Читая Ф.М. Достоевского в Петербурге, ходя с Раскольниковым или Макаром Девушкиным по одним и тем же улицам, романы читаются легко, вы видите перед собой и места, и обстановку, и хмурое небо и ощущаете героев. А главное, вы живете в одной с ними стране и понимаете людей, что вокруг. Совершенно бесполезно читать Достоевского в Мюнхене или на берегу океана в Майами и думать, что вы понимаете «загадочную русскую душу». Нет не понимаете, потому что, если бы понимали, то потом бы не возникали недопонимания из серии: «Не понимаю, почему со мной больше не общается та русская пара, к которой я пришел в гости, все съел, взял с собой, а потом месяц не объявлялся и не отвечал на письма. Какие они странные! Я ведь читал Достоевского и Толстого, я понимаю русскую душу, а эти какие-то ну очень странные! Обиделись, что ли, что я их в гости с ответным визитом не позвал?». Да, обиделись. И ничего-то этот человек не понимает, потому что невозможно понять русского человека, никогда не бывав в России, а лишь читая книги, закусывая их чеддером и запивая немецким пивом. Да, впрочем, и бывая в России многие иностранцы так ничего и не понимают, зато потом с умным видом рассказывают о том, что они выучили слово «водка». Тьфу, противно. И еще они смеют с умным видом знатоков нам об этом рассказывать.

Но речь не о России, это, что называется, наболело. Речь о Германии.

Конечно, в школе и институте, я, да и многие, читали Ремарка, Томаса Манна, Гофмана, но все-таки они были несколько далеки от нас, заграница казалась чем-то призрачным и идеальным, постоянно превозносящийся во влажных фантазиях запад не мог быть опорочен даже намеком на то, что и там есть проблемы, а люди отнюдь не идеальны.

Поэтому, когда я добралась до Ганса Фаллады, примерно через год, как мы оказались в Германии, меня словно бы облило ушатом ледяной воды, и я поняла: «Вот она настоящая Германия!», и все эти Гансы Жмоты, все Пиннеберги, Квангели с их проблемами зашагали передо мной стройными рядами. Но самым отрезвляющим открытием оказалось другое – Германия-то не изменилась! Все те же и все там же. Все те же проблемы, все те же люди. Но вот ведь незадача – нам-то все время говорят, что прогрессивный запад идет по пути развития, а унылая отсталая Россия усиленно деградирует.

Но вот, что я вам скажу. Красивый фантик, еще не означает, что внутри такое же вкусное содержание. Да, приятно смотреть на чистенькие стены домов, на вылизанные (да и то не всегда и не везде) улицы, на подстриженные поля. Но вот что внутри? Изменилось ли внутри содержание? Или рыба так и продолжает гнить? Изменилась ли суть?
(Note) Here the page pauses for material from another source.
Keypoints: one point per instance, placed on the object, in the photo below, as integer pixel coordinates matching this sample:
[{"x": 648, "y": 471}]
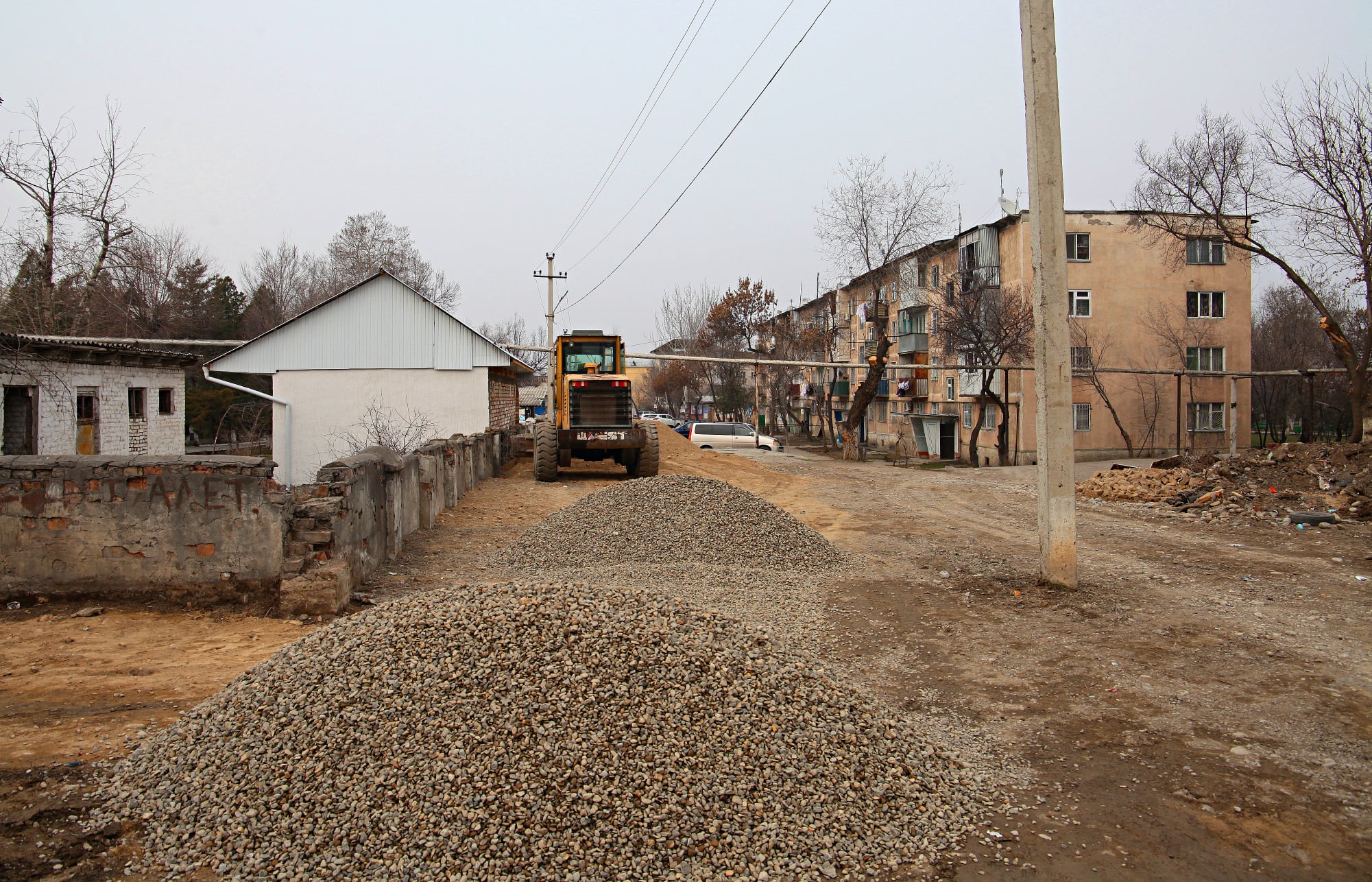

Что мне нравится в России, так эта ее честность. Честность, что вот да, мы такие какие есть – большие, неповоротливые, неприлизанные, невеселые, местами грубые, но открытые и честные в своих эмоциях – горевать, так горевать, любить, так любить, дружить, так дружить. Душа на распашку и последнюю рубашку готовы порвать в своем угаре. Но зато честно. Без этих вот ужимок, без этих реверансов, без экивоков. Не нравится человек, не хотим с ним общаться – так это будет сказано прямо, возможно, слишком прямо и обескураживающе, зато без лишних надежд и недомолвок. Хотим встретиться – значит хотим, а не предложить день, а время – не сказать, да и потом не написать и пропасть. Ну очень красиво! И вежливо, безусловно. Или сначала предложить забрать, какую-нибудь ненужную больше в хозяйстве вещь, а затем сказать, что уже кому-то ее отдали, а на самом деле нет. Зачем врать? Не хотел отдавать с самого начала – так и скажи. Но врать-то зачем?

Опять отвлеклась. Да я надеюсь, что вы меня простите.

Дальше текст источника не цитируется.